International tax measures

  • Under the Tax Reform, permanent establishments (PEs) are subject to taxation on worldwide-source income (in the past, they were only subject to tax on Colombian-source income). In addition, the Tax Reform does not allow taxpayers to deduct interest expenses that are attributable to a PE and are not subject to withholding tax in Colombia.
  • The Tax Reform subjects indirect transfers of Colombian assets/shares to tax in Colombia, if the Colombian assets/shares account for 20% or more of the book or fair market value of the foreign entity that is being transferred.
    The Tax Reform establishes the CHC regime for which Colombian companies may apply if they meet certain requirements. Under this regime, dividends received from, and proceeds from the sale of, certain non-Colombian entities are not taxable in Colombia.
  • A 20% withholding tax will apply to payments abroad for services, royalties, movie sales (currently 15%), and software licenses (previously 26.4%). The withholding tax on payments abroad for management and direction fees increases from 15% to 33%. A 15% withholding tax applies to loans with a term of one year or more, and a 20% withholding tax applies to loans with a term under one year.
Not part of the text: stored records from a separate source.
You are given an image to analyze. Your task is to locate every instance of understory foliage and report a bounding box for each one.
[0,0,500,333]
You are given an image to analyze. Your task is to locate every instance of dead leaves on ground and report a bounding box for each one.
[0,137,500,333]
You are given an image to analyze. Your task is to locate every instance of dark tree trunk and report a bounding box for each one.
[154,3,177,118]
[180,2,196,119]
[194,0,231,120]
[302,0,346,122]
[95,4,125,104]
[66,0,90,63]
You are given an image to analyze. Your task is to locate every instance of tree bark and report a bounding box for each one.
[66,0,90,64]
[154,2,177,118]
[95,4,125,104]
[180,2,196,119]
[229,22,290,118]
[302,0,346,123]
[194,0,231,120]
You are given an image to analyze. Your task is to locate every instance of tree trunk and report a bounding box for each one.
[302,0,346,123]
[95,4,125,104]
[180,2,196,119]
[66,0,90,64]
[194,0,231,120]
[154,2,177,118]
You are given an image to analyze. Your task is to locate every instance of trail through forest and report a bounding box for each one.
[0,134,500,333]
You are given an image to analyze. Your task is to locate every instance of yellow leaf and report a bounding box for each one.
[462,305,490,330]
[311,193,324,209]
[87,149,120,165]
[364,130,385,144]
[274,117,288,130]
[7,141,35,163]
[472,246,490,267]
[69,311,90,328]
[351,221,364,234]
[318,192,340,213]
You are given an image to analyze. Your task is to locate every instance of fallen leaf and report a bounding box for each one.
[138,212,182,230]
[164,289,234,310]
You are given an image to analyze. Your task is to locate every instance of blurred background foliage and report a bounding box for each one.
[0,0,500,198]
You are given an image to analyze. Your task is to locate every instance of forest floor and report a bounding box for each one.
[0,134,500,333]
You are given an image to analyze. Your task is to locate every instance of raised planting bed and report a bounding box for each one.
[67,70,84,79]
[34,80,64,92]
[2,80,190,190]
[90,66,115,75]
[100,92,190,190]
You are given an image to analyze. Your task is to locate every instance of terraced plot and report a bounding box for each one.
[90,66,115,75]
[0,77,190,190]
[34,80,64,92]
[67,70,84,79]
  • The Colombian controlled foreign corporation (CFC) regime will not apply when the CFC’s income is 80% or more active income.
  • The Tax Reform also adds requirements for claiming indirect foreign tax credits (FTCs), but indirect FTCs cannot be claimed for portfolio investments. The Tax Reform allows taxpayers to carry forward FTCs without limitation (previously capped at four years).
  • Rules to make the mutual agreement procedure (MAP) provided in tax treaties more viable are included. Agreements reached in accordance with the MAP will have the same applicability as a final judicial decision.